Hidradenitis suppurativa (HS) is a chronic inflammatory skin disease that has been reported to have the greatest negative impact on quality of life (QoL) and psychosocial factors when compared with other skin conditions. To assess psychosocial impact and QoL impairment in patients with HS. This cross-sectional case-control study included a case group with HS and a control group with psoriasis or atopic dermatitis diagnosed by a dermatologist at a public hospital in Jeddah, Saudi Arabia from 2016 to 2019. Data were obtained from medical records at a ratio of 1:2. Patients were contacted via telephone and asked to complete Arabic-validated questionnaires (Dermatology Life Quality Index [DLQI], Rosenberg Self-Esteem Scale, and Hospital Anxiety and Depression Scale) and a survey containing pictures to identify Hurley stage.
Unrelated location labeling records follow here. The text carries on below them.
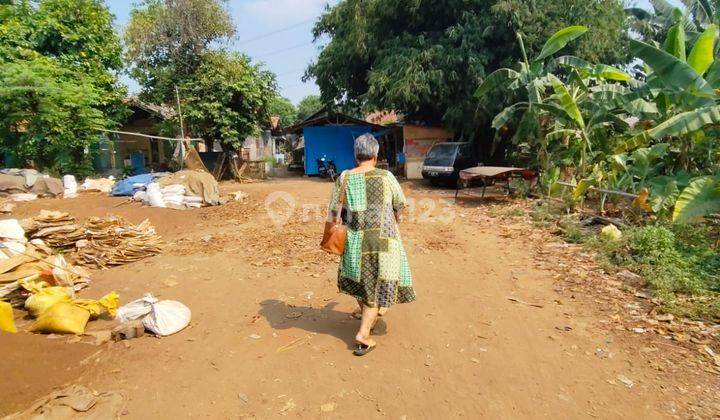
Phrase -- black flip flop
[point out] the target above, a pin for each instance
(363, 349)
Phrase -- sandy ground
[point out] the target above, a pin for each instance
(271, 336)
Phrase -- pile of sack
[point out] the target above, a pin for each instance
(171, 196)
(183, 189)
(31, 276)
(111, 241)
(162, 317)
(28, 184)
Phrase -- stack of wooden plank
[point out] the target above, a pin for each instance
(36, 267)
(57, 229)
(112, 241)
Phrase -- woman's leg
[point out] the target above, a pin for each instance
(368, 320)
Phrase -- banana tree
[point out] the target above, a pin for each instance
(685, 88)
(699, 199)
(528, 83)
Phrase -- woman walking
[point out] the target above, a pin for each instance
(374, 267)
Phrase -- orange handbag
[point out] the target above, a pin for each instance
(335, 233)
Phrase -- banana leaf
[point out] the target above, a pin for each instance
(567, 102)
(560, 134)
(603, 71)
(496, 79)
(713, 75)
(700, 198)
(674, 73)
(559, 40)
(678, 125)
(701, 56)
(507, 114)
(675, 41)
(572, 61)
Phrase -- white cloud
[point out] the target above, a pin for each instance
(283, 11)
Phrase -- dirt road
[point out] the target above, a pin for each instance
(489, 337)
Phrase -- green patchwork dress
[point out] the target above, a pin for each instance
(374, 268)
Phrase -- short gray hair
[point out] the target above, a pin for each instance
(366, 147)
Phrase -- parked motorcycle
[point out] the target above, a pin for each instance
(327, 168)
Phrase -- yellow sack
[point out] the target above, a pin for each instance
(62, 318)
(45, 298)
(7, 322)
(96, 308)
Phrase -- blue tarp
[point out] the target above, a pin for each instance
(126, 186)
(335, 142)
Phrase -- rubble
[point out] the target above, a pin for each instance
(112, 241)
(58, 230)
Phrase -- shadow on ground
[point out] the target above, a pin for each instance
(326, 320)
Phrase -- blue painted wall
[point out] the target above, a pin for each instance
(335, 142)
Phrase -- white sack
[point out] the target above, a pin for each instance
(167, 317)
(136, 309)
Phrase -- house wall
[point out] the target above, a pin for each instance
(417, 142)
(336, 142)
(128, 147)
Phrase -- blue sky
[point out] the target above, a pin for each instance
(275, 32)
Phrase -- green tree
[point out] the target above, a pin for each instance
(283, 108)
(228, 99)
(426, 58)
(65, 51)
(179, 43)
(48, 114)
(166, 41)
(308, 106)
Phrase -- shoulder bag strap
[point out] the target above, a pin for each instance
(341, 198)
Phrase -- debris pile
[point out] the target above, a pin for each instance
(28, 184)
(104, 185)
(112, 240)
(101, 242)
(75, 401)
(57, 229)
(26, 267)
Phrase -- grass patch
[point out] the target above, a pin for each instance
(678, 262)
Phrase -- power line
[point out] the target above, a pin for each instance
(291, 71)
(277, 31)
(284, 50)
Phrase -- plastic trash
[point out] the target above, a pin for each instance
(163, 318)
(7, 322)
(136, 309)
(192, 199)
(11, 229)
(107, 303)
(154, 195)
(140, 196)
(12, 248)
(167, 317)
(62, 318)
(46, 298)
(70, 186)
(610, 233)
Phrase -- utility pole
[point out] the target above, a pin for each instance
(182, 127)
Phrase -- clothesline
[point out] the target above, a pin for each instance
(146, 135)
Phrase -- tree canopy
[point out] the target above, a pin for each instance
(180, 43)
(228, 98)
(283, 108)
(58, 81)
(308, 105)
(166, 41)
(426, 58)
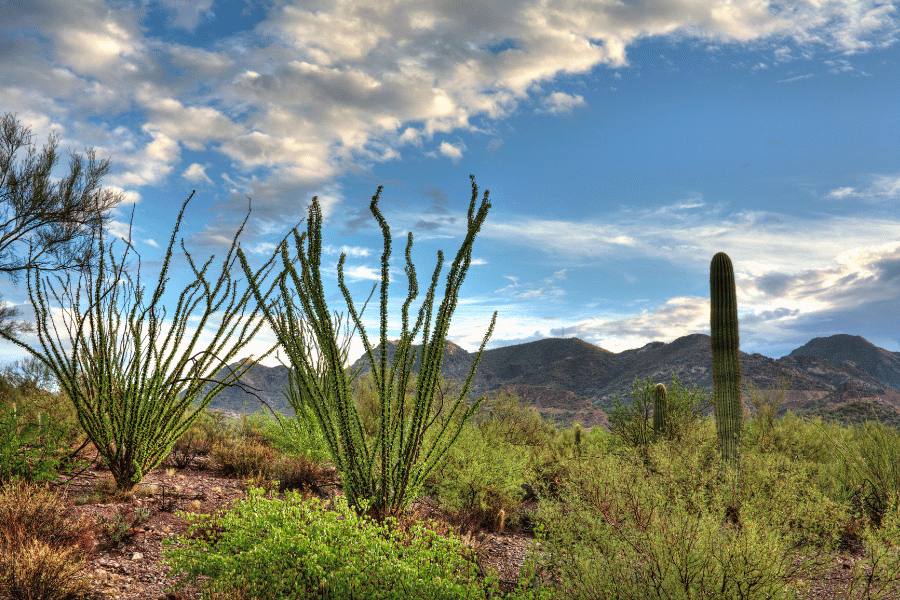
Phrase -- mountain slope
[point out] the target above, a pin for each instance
(570, 380)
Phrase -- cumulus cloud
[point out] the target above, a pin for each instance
(313, 92)
(196, 173)
(880, 188)
(561, 103)
(187, 14)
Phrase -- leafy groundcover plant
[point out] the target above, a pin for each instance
(272, 548)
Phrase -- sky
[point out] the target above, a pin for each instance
(624, 143)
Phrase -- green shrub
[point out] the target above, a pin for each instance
(479, 477)
(243, 458)
(271, 548)
(618, 534)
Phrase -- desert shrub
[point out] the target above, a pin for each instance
(241, 458)
(786, 496)
(42, 552)
(37, 426)
(877, 573)
(760, 430)
(810, 440)
(188, 447)
(617, 533)
(271, 548)
(294, 437)
(115, 531)
(870, 470)
(213, 427)
(479, 477)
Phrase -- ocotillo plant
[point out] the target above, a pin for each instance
(660, 410)
(723, 324)
(129, 374)
(381, 476)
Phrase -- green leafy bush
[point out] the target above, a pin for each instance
(272, 548)
(614, 535)
(480, 478)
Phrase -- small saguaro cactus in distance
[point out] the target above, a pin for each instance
(660, 409)
(723, 324)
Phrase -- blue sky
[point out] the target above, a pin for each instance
(623, 144)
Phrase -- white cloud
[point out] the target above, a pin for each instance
(315, 92)
(196, 173)
(129, 197)
(187, 14)
(797, 78)
(560, 103)
(452, 151)
(354, 251)
(841, 193)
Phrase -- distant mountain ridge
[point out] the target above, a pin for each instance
(568, 379)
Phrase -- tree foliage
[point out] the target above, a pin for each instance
(46, 225)
(131, 374)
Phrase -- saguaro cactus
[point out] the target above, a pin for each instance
(660, 409)
(723, 326)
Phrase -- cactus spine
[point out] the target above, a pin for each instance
(723, 324)
(660, 409)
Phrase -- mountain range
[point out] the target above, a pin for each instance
(841, 377)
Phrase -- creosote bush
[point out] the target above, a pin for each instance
(272, 548)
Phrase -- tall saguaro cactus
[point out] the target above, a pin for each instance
(660, 409)
(723, 324)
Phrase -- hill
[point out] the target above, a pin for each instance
(569, 380)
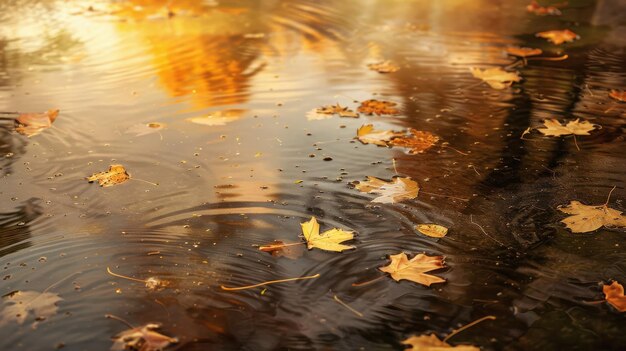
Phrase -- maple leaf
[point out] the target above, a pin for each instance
(383, 67)
(368, 135)
(414, 269)
(31, 124)
(497, 78)
(379, 107)
(432, 343)
(329, 240)
(18, 305)
(618, 95)
(142, 338)
(554, 128)
(391, 192)
(589, 218)
(418, 142)
(523, 52)
(558, 36)
(432, 230)
(115, 175)
(614, 295)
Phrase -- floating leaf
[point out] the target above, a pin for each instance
(418, 142)
(115, 175)
(399, 189)
(432, 230)
(432, 343)
(142, 338)
(589, 218)
(554, 128)
(18, 305)
(497, 78)
(614, 295)
(558, 36)
(383, 67)
(31, 124)
(415, 269)
(379, 107)
(329, 240)
(368, 135)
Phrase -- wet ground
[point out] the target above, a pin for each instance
(257, 167)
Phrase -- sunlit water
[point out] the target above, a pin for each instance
(259, 168)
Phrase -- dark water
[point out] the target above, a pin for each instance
(112, 66)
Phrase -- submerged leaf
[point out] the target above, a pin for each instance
(391, 192)
(558, 36)
(31, 124)
(415, 269)
(329, 240)
(115, 175)
(142, 338)
(497, 78)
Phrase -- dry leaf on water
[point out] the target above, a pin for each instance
(497, 78)
(432, 343)
(115, 175)
(418, 142)
(432, 230)
(383, 67)
(142, 338)
(589, 218)
(523, 52)
(399, 189)
(329, 240)
(414, 269)
(554, 128)
(379, 107)
(618, 95)
(614, 295)
(31, 124)
(558, 36)
(19, 304)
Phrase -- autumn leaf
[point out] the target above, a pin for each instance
(618, 95)
(383, 67)
(432, 230)
(399, 189)
(589, 218)
(432, 343)
(554, 128)
(614, 295)
(329, 240)
(558, 37)
(414, 269)
(496, 77)
(523, 52)
(18, 305)
(418, 142)
(368, 135)
(143, 338)
(379, 107)
(115, 175)
(31, 124)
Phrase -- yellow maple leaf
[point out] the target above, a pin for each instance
(329, 240)
(415, 269)
(497, 78)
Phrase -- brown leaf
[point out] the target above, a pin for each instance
(558, 36)
(115, 175)
(415, 269)
(379, 107)
(142, 338)
(418, 142)
(614, 295)
(31, 124)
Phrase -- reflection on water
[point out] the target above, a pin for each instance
(239, 165)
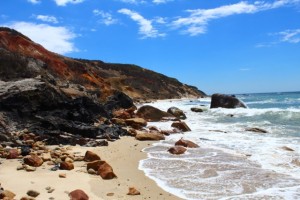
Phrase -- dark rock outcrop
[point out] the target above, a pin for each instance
(226, 101)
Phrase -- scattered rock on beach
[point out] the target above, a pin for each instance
(177, 150)
(182, 126)
(176, 112)
(78, 195)
(186, 143)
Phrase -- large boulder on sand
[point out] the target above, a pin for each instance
(153, 114)
(226, 101)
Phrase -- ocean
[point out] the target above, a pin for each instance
(231, 163)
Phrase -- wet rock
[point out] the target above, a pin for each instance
(177, 150)
(91, 156)
(176, 112)
(182, 126)
(225, 101)
(256, 130)
(133, 191)
(151, 113)
(78, 195)
(186, 143)
(33, 160)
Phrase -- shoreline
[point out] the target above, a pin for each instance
(123, 155)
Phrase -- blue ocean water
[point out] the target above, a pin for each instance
(232, 163)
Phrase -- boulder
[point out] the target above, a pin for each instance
(66, 166)
(78, 195)
(136, 123)
(182, 126)
(177, 150)
(226, 101)
(176, 112)
(186, 143)
(91, 156)
(153, 114)
(155, 136)
(33, 160)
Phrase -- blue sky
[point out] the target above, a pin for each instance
(228, 46)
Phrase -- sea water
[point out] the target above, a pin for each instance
(232, 163)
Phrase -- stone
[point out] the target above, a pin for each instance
(153, 114)
(12, 154)
(257, 130)
(66, 166)
(176, 112)
(136, 123)
(177, 150)
(32, 193)
(194, 109)
(186, 143)
(106, 171)
(33, 160)
(225, 101)
(133, 191)
(152, 136)
(91, 156)
(182, 126)
(78, 195)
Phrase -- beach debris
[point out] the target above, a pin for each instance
(133, 191)
(176, 112)
(177, 150)
(32, 193)
(66, 166)
(91, 156)
(182, 126)
(287, 148)
(152, 135)
(78, 195)
(256, 130)
(186, 143)
(226, 101)
(195, 109)
(153, 114)
(33, 160)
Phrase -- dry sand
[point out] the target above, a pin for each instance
(123, 155)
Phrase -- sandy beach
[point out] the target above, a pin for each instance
(123, 155)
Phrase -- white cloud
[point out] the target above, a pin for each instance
(65, 2)
(106, 18)
(34, 1)
(146, 29)
(56, 39)
(47, 18)
(196, 23)
(291, 36)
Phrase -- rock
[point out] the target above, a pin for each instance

The study included 46 patients and 101 controls (eczema, 50; psoriasis, 51). Patients had significantly higher DLQI and depression scores than did controls (P < 0.05). Anxiety and depression scores were significantly higher in women than men (P < 0.05). Cases with Hurley stage 3 had significantly higher DLQI scores than those with Hurley stages 1 and 2. Controls had a significantly higher percentage of employed participants (P < 0.05). HS had a greater psychosocial impact on QoL than psoriasis or atopic dermatitis and was associated with a lower employment rate. Women were more affected by the disease than men. Therefore, we recommend paying close attention to the psychosocial aspects of the disease and establishing educational programs and support groups for patients with HS.